Elevated by a fantastic, fanatic and boisterous home crowd, the National team came close to winning their first ever major trophy.
Amidst the elation of Gunemba’s goals, Dabinyaba’s pace, the silky skills of David Browne, or the cool head of Alwin Komolong, it has been the intelligence of Dane Flemming Serritslev, that has the confidence of the nation.
When the 70-year-old arrived in 2015, he’d had to work with a side that had had very little international game time. Apart from the Pacific Games, friendly matches were sporadic, a one-off novelty experience, that did little justice to Papua New Guinea’s aspirations for regional glory.
Serritslev changed all that. Instilling a new brand of football, embracing speed and vision, encapsulating the Melanesian knack for flamboyance, while drilling in a discipline that for years had dogged the national side’s outlook.
Under his tutelage and with the assistance of former PNG internationals Reginald Davani and Robert Popat, younger players were brought in, a new leadership group created, and a host of youth bled through the qualifying campaign. From those tentative first steps however, Flemming’s influence on the side is notable. This is the longest campaign that PNG has embarked on.

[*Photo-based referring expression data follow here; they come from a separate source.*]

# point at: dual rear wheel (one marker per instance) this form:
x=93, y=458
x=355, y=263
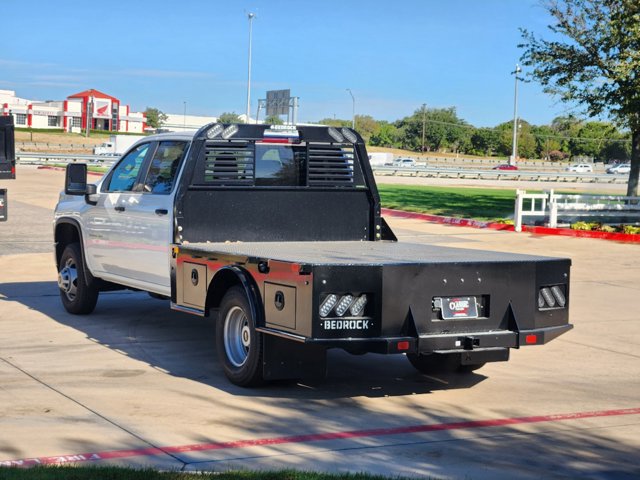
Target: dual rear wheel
x=239, y=345
x=78, y=296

And it comes amid a contrasting turn of events that has both bogged and elevated Serritslev’s tenure to date.
A crucial turning point, the withdrawal of some of his best from the last campaign that saw him restructure and reshuffle, and the latest, the first award ever received by the national team. PNG will face Solomon Islands with a 2-1 record.
In their last meeting the semi-final of the OFC Nations Cup, a goal by Nigel Dabinyaba sealed their neighbours fate, and the Solomon’s will seeking vengeance at the Lawson Tama in Honiara.
But as Flemming Serritslev said memorably – Papua New Guinea has no fear.